George Loewenstein chose two popular topics—food and sex—to illustrate potential issues and pitfalls in field experiments in his keynote address on the second day of the "Advances with Field Experiments" conference.
One such issue is external validity—the extent to which findings can reliably be generalized beyond the specific experiment. “I tell my students that lab experiments offer high internal validity, or ability to reach confident causal conclusions, but low external validity. Observational field studies are the opposite, with low internal and high external validity. The gold standard is field experiments, which are high in both. But in this talk, I’m going to call that assumption into question, to some degree.”
He illustrated that with a study that attempted to understand the causal linkages between health, happiness, and frequency of sexual activity. Although there is a lot of research indicating that sex is a huge determinant of happiness and health, it’s unclear which causes which, or if another factor like love causes all three.
“The only way to find out is to run an experiment,” Loewenstein said. “We couldn’t figure out how to run a lab experiment, so we came up with a field experiment.” He recruited healthy monogamous couples between the ages of 35 and 65 who would agree to change their sexual frequency. Participants were paid for completing entrance and exit surveys on health status and behaviors, relationship, and many other factors.
The study succeeded in getting people to have more sex, but showed no correlation between sex, health, and happiness. Asked if participant bias was involved, Loewenstein agreed that there were many reasons why study participants might not be like the others. “That gets to my point about external validity,” he said. “Our study had no impact on anything but the independent variable; we just got them to have more sex. We were not able to show a correlation that has been observed repeatedly in general population:”
The problem with the study is one common to many field experiments. “We’re moving them away from their optimum. It’s not surprising that this may have a negative effect,” he said. “A better study would have tried to change both the amount of desired and actual sex.”
Turning to food, Loewenstein outlined a series of studies on food labeling that looked at shifting people toward healthier food choices. Labeling is an attractive approach for behavioral and traditional economists because both believe additional information supports decision making.
However, the most significant nutrition labeling study showed at best a mixed impact and only for white females. Food labeling has been shown to be ineffective in reducing fat and cholesterol consumption, although the labels do seem to make people pay more attention to good factors like vitamins.
Motivated by an “incredibly flawed” study at Subway, New York City began requiring calorie labeling on restaurant menus in 2007‒08. Most subsequent research has found that calorie posting has little impact; in New York, calorie consumption actually increased a bit.
Labels showing calorie counts may not help if diners don’t know how many calories they should be consuming, but providing those recommendations also made no difference on how much they ate. Taking numbers out of the equation and labeling foods with a red/yellow/green stoplight system just made people order more of the low-calorie green light items.
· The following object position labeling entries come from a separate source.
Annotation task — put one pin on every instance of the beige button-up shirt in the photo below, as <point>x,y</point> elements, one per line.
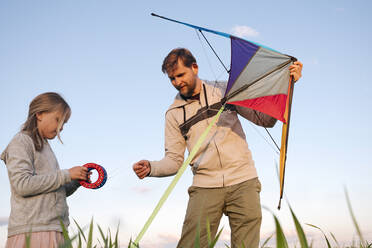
<point>224,158</point>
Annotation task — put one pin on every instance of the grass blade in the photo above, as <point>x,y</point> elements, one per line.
<point>353,217</point>
<point>328,244</point>
<point>116,243</point>
<point>216,239</point>
<point>300,232</point>
<point>197,239</point>
<point>67,242</point>
<point>334,238</point>
<point>80,230</point>
<point>267,240</point>
<point>281,241</point>
<point>103,236</point>
<point>90,235</point>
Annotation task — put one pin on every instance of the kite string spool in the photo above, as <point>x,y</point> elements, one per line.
<point>102,176</point>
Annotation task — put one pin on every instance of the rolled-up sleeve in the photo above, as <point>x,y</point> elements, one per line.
<point>175,146</point>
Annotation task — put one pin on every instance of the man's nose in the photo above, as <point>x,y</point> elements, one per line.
<point>177,81</point>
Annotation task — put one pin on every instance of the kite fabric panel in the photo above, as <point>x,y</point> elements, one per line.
<point>259,78</point>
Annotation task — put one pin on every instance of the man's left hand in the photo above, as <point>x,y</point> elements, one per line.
<point>296,70</point>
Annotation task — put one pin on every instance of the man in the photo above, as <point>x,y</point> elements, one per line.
<point>225,179</point>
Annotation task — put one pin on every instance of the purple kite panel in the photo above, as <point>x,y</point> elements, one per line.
<point>241,53</point>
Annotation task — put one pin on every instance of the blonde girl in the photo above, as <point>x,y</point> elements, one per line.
<point>38,186</point>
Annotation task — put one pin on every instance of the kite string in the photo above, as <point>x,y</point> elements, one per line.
<point>267,131</point>
<point>176,178</point>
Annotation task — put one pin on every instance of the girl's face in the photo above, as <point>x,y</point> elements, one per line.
<point>47,123</point>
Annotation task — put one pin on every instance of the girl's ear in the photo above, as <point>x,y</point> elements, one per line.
<point>39,116</point>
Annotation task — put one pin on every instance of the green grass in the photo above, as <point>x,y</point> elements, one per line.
<point>107,240</point>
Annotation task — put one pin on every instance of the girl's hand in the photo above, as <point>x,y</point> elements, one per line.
<point>142,168</point>
<point>79,173</point>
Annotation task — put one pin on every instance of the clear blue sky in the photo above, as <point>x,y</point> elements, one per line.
<point>105,57</point>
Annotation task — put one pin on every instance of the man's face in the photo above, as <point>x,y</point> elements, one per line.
<point>184,79</point>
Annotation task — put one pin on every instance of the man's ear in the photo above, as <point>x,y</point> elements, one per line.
<point>195,68</point>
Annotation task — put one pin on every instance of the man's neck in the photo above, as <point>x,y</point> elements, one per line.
<point>198,87</point>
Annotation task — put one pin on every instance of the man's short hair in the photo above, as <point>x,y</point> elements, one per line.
<point>170,62</point>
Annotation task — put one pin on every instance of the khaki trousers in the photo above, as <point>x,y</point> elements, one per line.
<point>240,202</point>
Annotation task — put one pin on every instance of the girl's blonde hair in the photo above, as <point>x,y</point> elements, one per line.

There’s little evidence that providing information changes behavior and it may have perverse effects, Loewenstein observed. What may be more effective is a nudge–offering a more convenient, preset menu of healthier choices, with a complete menu still available but harder to access. A weak nudge had little effect, because diners simply offset the low-calorie sandwich with drinks and more side items. With a stronger nudge, where it was more difficult to find the full menu, there was no offsetting and a significant decline in calories consumed.
“I think our dependent measures on policy studies are often too narrow, he concluded. It’s important to consider all behavior. “If people order the low-calorie sandwich, they add high-calorie drinks or order more sides. If they have less for lunch, maybe they are going to snack. You have to think about overall policy.”
In summary, he noted,
Field experiments have limited external validity if they drive people to behave as they wouldn’t normally behave.
Some interventions work—or backfire—for reasons we don’t understand.
Too many policies are implemented without valid field studies.
But tests of policies do suffer from their own set of problems.